L'écart se creuse davantage par rapport aux emplois non syndiqués. À ce niveau, les fonctionnaires détiennent un avantage de 8,4%.

Ce n'est pas tout. "L'ensemble des salariés québécois", dont il est question dans l'enquête, comprend pour l'essentiel les meilleurs emplois.

Avant son absorption par l'Institut de la statistique, l'IRIR offrait une comparaison détaillée des emplois des administrations publiques. Cela permettait de voir dans quelle mesure les employés des municipalités, toujours pour des emplois identiques, étaient les vrais enfants gâtés du système. Prétextant les fusions municipales. l'ISQ a cessé de publier ces chiffres, qui avaient d'ailleurs le don de susciter de vives irritations chez les syndicats municipaux.

Aujourd'hui, les employés municipaux sont mis dans le même sac que les fonctionnaires fédéraux, les employés des sociétés d'État, les employés des universités, tous regroupés sous la rubrique "autre public". Même si nous ne disposons plus de donnés sur la rémunération dans les administrations municipales, on peut certainement penser qu'on y trouve encore les emplois les plus grassement rémunérés.

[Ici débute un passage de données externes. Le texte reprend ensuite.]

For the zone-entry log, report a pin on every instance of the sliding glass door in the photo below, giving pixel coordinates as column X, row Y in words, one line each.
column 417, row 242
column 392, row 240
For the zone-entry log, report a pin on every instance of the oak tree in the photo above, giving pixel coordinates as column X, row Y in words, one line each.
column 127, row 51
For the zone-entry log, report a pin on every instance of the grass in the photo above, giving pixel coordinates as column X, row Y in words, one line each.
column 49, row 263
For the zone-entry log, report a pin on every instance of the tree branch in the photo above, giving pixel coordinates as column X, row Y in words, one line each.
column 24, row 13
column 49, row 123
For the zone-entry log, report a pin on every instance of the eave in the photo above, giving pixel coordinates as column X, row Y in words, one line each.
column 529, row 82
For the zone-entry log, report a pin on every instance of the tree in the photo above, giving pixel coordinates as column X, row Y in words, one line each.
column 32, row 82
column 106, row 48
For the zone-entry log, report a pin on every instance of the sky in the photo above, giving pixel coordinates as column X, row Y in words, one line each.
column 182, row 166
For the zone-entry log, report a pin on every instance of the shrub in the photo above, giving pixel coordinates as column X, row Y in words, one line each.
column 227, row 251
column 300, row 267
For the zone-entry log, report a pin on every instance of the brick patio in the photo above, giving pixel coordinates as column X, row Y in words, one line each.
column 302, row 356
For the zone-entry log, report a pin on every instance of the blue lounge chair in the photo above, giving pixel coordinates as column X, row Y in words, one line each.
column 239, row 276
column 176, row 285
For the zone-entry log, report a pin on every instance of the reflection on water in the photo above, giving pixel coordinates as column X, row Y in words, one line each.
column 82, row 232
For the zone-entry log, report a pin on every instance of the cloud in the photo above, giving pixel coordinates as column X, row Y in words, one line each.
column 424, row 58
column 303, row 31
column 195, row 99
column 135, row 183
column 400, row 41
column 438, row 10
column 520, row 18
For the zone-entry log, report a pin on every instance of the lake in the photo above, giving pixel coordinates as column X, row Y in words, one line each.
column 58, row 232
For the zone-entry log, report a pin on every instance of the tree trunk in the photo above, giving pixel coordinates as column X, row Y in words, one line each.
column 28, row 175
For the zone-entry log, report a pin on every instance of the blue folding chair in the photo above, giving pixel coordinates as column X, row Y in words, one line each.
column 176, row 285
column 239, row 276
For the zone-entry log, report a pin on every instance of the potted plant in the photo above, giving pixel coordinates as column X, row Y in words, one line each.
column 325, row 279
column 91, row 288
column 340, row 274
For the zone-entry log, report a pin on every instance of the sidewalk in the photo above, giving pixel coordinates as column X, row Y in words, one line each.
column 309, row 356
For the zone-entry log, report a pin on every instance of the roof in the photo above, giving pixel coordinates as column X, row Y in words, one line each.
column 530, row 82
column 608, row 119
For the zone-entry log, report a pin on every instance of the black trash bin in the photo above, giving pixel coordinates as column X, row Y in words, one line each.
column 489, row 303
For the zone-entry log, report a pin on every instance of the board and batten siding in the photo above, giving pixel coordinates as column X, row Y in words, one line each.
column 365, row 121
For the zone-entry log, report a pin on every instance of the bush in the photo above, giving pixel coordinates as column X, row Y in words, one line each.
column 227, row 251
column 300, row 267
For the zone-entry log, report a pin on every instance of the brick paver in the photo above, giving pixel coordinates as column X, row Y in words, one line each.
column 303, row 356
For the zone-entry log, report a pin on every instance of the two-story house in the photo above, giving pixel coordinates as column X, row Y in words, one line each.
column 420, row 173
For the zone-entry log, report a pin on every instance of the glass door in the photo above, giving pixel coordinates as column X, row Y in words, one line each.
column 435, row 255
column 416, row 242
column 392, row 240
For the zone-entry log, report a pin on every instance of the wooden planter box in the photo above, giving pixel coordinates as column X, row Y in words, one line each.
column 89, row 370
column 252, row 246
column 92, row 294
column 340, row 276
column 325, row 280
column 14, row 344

En tout cas, si on tient compte du salaire et des avantages sociaux, les employés de la rubrique "autre public" sont en avance d'un solide 20,7% sur leurs collègues fonctionnaires provinciaux. Un tel chiffre fait évidemment grimper la moyenne de l'ensemble des salariés.

Enfin et surtout, dans le secteur privé, l'étude ne considère que les entreprises comptant 200 employés et plus. Il y a bien sûr des exceptions, mais règle générale, les grandes entreprises offrent des meilleurs salaires, de meilleurs avantages sociaux et de meilleures conditions de travail que les petites et moyennes entreprises. Or, les entreprises de 200 employés et moins comptent pour environ un emploi sur deux au Québec.

C'est donc la moitié des emplois, et la moitié la moins bien rémunérée, qui n'apparaît pas dans les statistiques. On a vu plus haut que la rémunération globale des fonctionnaires provinciaux était égale à celle du secteur privé (syndiqué et non syndiqué). Sont exclus de ce calcul des centaines de milliers de travailleurs, dans les restaurants, les petits commerces, les PME manufacturières, les petites entreprises de services, avec des avantages sociaux rachitiques quand ils en ont, et qui ont bien de la misère à comprendre comment il se fait que les fonctionnaires gagnent moins que l'ensemble des autres salariés!